As several hundred protesters threw fire bombs at police and smashed plate glass windows, Mr Pena Nieto marked the return of the Institutional Revolutionary Party, or PRI, with a 13-point plan heavy on old-party populist handouts but with reforms designed to boost the economy and modernise the education and justice systems.
"Mexico has not achieved the advances that the population demands or deserves," Mr Pena Nieto said in an inaugural speech unusual for its heavy emphasis on policy.
"It's time for us together to break the myths and paradigms and all else that has limited our development."
Inaugural events were marred all day by protesters opposed to the return of the PRI after a 12-year hiatus.
Inside and outside the congressional chambers where he took the oath of office, his opponents called his inauguration an "imposition" of a party that ruled for 71 years using a mix of handouts, graft and rigged elections.
At least 76 people were treated for injuries, including 29 who were taken to hospital, as the result of clashes between protesters and tear-gas firing police, the Red Cross said.

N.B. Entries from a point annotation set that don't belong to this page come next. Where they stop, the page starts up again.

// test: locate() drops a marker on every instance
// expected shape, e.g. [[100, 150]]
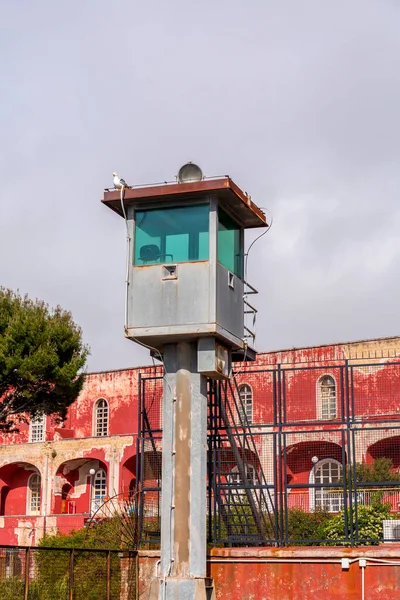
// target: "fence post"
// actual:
[[71, 574], [27, 560], [108, 563]]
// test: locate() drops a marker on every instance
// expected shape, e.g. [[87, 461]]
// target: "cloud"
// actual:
[[297, 101]]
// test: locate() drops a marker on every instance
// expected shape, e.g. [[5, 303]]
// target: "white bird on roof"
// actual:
[[119, 183]]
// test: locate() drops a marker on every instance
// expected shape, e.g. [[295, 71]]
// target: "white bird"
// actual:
[[119, 183]]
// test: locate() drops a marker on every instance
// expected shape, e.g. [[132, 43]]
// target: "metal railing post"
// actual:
[[71, 574], [27, 561], [108, 567]]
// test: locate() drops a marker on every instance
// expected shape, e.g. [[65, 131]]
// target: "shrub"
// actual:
[[307, 527], [369, 525]]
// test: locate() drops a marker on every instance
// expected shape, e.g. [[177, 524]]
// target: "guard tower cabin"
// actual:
[[186, 267]]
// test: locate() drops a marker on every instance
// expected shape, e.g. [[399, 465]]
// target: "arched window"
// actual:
[[326, 398], [101, 418], [237, 487], [37, 429], [34, 493], [99, 489], [326, 471], [246, 406]]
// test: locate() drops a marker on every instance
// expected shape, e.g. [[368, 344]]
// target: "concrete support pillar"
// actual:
[[184, 473]]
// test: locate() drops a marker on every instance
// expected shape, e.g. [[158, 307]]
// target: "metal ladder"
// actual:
[[242, 502]]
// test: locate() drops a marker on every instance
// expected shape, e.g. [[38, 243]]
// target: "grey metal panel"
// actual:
[[155, 301], [230, 314]]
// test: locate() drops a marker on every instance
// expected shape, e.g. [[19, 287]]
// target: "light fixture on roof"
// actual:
[[189, 173]]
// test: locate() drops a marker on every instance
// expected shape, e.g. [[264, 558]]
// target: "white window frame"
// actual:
[[37, 429], [34, 496], [101, 418], [246, 396], [326, 498], [327, 409], [99, 491], [233, 479]]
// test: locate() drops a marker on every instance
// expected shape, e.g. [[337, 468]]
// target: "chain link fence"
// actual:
[[67, 574]]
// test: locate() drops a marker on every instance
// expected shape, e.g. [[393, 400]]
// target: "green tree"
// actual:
[[42, 358]]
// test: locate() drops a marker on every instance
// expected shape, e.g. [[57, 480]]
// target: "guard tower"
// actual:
[[187, 301]]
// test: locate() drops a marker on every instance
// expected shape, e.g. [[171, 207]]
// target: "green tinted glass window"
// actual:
[[172, 235], [230, 244]]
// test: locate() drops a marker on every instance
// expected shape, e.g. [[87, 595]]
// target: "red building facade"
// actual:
[[54, 477]]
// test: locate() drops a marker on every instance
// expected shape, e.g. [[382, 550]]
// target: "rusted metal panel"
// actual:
[[225, 189]]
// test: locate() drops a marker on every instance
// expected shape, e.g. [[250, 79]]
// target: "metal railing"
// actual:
[[292, 475], [47, 573]]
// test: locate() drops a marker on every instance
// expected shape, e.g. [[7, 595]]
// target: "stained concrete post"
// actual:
[[184, 472]]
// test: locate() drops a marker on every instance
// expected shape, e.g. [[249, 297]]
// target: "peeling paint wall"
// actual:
[[71, 449]]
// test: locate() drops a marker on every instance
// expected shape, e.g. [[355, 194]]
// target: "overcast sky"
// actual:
[[297, 100]]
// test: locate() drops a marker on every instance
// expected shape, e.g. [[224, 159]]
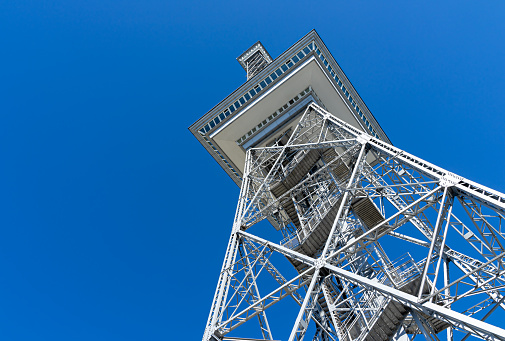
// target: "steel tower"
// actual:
[[369, 242]]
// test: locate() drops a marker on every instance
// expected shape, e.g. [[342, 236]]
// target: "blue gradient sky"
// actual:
[[114, 219]]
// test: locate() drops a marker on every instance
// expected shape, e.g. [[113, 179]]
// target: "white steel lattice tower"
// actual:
[[368, 241]]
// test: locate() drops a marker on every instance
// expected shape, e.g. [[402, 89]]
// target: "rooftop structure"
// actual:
[[271, 101]]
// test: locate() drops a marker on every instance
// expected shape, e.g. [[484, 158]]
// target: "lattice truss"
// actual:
[[370, 242]]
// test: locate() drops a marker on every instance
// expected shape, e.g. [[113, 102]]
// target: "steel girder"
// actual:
[[343, 200]]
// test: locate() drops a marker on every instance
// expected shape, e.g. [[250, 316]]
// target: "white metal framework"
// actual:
[[379, 244]]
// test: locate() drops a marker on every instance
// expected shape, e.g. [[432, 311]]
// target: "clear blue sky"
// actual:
[[114, 219]]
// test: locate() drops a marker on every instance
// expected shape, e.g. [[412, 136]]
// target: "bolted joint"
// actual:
[[363, 138]]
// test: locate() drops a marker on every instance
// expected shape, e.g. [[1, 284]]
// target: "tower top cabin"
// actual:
[[267, 107]]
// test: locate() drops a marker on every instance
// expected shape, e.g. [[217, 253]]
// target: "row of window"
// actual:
[[274, 115], [263, 84], [222, 157], [346, 92], [257, 88]]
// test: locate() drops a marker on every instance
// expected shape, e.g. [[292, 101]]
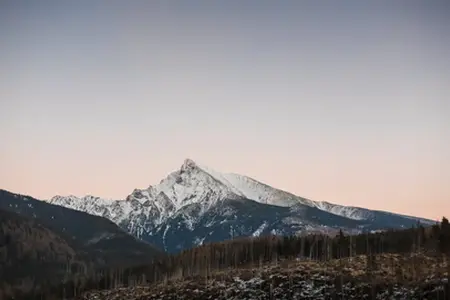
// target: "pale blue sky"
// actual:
[[345, 102]]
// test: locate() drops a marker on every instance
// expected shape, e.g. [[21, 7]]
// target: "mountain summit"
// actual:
[[196, 204]]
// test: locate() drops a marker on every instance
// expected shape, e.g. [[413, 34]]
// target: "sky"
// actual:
[[343, 102]]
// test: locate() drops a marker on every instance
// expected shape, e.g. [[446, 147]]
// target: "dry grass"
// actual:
[[408, 276]]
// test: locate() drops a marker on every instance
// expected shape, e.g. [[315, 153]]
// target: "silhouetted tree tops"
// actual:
[[257, 251]]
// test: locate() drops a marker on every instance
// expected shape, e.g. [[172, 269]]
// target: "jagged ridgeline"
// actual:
[[43, 245], [196, 205], [372, 264]]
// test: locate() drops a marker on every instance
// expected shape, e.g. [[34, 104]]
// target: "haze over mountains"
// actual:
[[197, 204]]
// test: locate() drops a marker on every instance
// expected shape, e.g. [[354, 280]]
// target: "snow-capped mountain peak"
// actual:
[[196, 196]]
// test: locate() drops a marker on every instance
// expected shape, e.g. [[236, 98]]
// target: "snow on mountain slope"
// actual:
[[192, 191]]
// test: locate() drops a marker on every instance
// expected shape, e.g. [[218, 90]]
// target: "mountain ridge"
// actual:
[[190, 197]]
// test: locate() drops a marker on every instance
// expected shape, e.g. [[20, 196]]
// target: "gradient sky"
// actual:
[[346, 102]]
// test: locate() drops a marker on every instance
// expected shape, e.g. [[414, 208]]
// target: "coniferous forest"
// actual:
[[368, 252]]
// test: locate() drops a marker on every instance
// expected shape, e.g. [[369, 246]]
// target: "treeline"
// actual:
[[255, 251]]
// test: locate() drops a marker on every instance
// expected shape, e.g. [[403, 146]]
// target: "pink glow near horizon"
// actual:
[[109, 99]]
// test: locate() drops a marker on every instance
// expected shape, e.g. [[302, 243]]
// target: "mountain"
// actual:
[[196, 204], [105, 243]]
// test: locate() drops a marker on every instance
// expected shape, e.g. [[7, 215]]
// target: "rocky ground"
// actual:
[[393, 277]]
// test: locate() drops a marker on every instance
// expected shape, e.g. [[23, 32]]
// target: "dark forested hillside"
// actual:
[[412, 263], [101, 238], [32, 256], [368, 265]]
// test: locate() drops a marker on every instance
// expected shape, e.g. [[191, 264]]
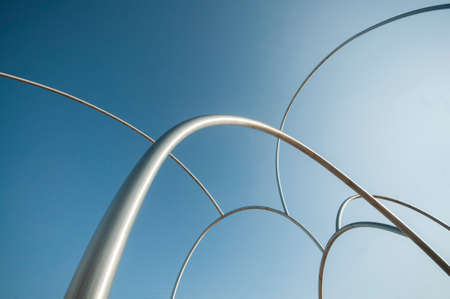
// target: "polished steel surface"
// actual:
[[351, 198], [344, 229], [127, 124], [203, 234], [291, 103], [98, 266]]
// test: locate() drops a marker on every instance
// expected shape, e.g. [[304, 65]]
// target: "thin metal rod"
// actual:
[[348, 227], [127, 124], [203, 234], [96, 271], [283, 120], [351, 198]]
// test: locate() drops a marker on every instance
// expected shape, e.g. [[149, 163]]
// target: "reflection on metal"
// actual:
[[203, 234], [96, 271], [127, 124], [98, 266], [348, 227], [351, 198], [283, 120]]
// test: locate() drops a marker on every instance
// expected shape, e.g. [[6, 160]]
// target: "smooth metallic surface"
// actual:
[[351, 198], [203, 234], [127, 124], [348, 227], [283, 120], [98, 266]]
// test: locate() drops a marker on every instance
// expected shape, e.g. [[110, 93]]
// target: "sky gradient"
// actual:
[[379, 110]]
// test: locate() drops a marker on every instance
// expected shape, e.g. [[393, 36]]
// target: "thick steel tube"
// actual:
[[118, 119], [340, 46], [203, 234], [98, 266]]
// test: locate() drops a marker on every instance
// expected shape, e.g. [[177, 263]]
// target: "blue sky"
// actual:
[[379, 110]]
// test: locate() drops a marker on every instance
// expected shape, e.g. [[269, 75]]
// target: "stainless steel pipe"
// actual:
[[96, 271]]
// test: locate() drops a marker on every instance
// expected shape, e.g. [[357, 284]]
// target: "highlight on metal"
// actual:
[[95, 273]]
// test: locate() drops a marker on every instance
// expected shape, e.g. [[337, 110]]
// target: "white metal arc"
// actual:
[[291, 103], [351, 198], [344, 229], [98, 266], [242, 209], [127, 124]]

City officials said 103 people were detained, including 11 minors.
Vandals smashed windows of stores, banks and a hotel and made bonfires of furniture dragged into the streets.
One bank office where all the windows were broken had the words Welcome Pena painted across the facade in green.
Mr Pena Nieto countered with a speech full of specifics, from creating an integrated crime prevention programme to ending the patronage and buying of teacher positions that rule the public education system.